BJP veteran Murli Manohar Joshi and former Union minister Karan Singh have written to Chief Justice of India BR Gavai, asking the Supreme Court to review its 2021 order that allowed widening of roads under the Char Dham roads project to 12 meters. They said the order had triggered landslides and sinking zones in Uttarakhand.
The letter was backed by 57 signatories. These included historian Shekhar Pathak, author Ramachandra Guha, and former RSS ideologue KN Govindacharya. The group also included academicians, scientists, MPs, and activists.
The letter demanded scrapping of a 2020 circular issued by the Ministry of Road Transport and Highways, which prescribed a double-lane paved shoulder design with a 10-meter tarred surface and 12-meter formation width. Joshi and Singh suggested the earlier proposal of 5.5 meters instead.
They warned that the double-lane design, especially on the Uttarkashi-Gangotri stretch, would cause “avoidable damage” in a fragile zone already hit by disasters. “If not reviewed, this judgment will lead to irreparable and immediate impact,” their letter said, pointing to the Bhagirathi eco-sensitive zone where a recent disaster struck.
The leaders stressed the need to balance defence requirements with ecological limits. “In view of the safety of lives and livelihood of people and all-weather movement of defence forces, it is imperative to consider the ecological sensitivity,” the letter added.
In 2021, a bench led by Justice DY Chandrachud upheld the Centre’s plan to widen three highways, Rishikesh to Mana, Rishikesh to Gangotri, and Tanakpur to Pithoragarh, calling them strategic feeder roads.

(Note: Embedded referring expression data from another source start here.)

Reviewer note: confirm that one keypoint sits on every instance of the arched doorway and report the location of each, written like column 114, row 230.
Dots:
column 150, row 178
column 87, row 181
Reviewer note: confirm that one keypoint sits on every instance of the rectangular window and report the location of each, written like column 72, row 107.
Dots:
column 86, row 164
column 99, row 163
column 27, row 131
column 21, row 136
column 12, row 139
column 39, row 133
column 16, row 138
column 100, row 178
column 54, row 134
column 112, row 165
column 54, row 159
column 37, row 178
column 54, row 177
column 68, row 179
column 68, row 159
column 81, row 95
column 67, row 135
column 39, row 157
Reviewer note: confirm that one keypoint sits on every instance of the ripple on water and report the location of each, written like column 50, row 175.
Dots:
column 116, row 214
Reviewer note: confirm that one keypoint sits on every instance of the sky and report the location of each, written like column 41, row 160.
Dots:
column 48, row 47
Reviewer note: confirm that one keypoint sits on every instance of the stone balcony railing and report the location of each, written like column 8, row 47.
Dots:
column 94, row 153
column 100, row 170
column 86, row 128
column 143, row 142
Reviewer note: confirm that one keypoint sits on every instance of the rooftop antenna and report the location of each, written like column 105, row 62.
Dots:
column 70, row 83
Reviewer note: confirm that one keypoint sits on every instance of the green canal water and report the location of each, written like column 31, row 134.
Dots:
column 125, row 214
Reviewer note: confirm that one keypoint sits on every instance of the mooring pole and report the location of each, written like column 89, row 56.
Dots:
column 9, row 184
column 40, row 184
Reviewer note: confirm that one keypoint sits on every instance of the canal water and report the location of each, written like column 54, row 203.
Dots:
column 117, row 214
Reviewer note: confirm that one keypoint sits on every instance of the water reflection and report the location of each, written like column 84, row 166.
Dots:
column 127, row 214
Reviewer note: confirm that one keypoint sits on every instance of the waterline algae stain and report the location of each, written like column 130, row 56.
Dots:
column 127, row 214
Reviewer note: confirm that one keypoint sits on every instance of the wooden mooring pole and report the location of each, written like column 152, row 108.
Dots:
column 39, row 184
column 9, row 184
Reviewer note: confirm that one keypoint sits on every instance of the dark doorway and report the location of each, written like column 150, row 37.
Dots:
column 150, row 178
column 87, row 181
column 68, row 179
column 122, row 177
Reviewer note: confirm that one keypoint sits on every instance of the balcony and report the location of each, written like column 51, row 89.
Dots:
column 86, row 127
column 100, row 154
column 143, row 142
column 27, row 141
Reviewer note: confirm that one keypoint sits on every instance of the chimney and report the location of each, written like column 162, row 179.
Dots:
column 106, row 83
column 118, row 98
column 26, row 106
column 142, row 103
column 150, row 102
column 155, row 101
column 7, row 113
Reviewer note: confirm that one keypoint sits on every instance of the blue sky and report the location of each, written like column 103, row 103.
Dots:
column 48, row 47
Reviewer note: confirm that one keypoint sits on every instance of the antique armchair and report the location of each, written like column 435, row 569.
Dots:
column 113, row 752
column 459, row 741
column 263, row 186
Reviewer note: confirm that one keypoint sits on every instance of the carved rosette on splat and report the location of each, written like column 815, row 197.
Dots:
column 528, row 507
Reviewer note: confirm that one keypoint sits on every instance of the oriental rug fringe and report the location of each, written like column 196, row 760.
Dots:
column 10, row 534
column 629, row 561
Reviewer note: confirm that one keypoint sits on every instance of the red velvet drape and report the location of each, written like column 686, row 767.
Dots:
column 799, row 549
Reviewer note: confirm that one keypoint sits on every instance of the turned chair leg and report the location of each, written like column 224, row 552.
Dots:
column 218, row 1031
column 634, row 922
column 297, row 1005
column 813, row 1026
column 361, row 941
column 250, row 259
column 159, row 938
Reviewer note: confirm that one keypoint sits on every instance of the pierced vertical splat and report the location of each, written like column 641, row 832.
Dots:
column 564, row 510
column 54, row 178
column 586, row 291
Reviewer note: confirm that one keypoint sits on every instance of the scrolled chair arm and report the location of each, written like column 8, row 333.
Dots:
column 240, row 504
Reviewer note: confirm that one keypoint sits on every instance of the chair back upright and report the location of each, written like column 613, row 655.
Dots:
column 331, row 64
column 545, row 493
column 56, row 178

It also formed an oversight committee under Justice AK Sikri to monitor the work with environmental safeguards.
The Char Dham project covers 825 km of highways. By June this year, 629 km had been completed, according to government data.
Joshi and Singh argued the 2021 ruling overturned the court’s own 2020 judgment, which favored narrower hill roads. They said the wider design has proven “hazardous to the Himalayan terrain” and worsened landslide risks.
The letter described frequent blockages on Badrinath, Gangotri, and Pithoragarh routes during monsoon, disrupting defence and civilian movement. It warned against cutting thousands of deodar trees for new bypasses and road stretches in the Bhagirathi valley.
The Indian Express earlier reported that the state forest department gave in-principle approval for a bypass in the Bhagirathi valley despite warnings from the Supreme Court’s high-powered committee. The letter estimated current season’s losses at Rs 5,000 crore, close to the scale of the 2013 Kedarnath disaster.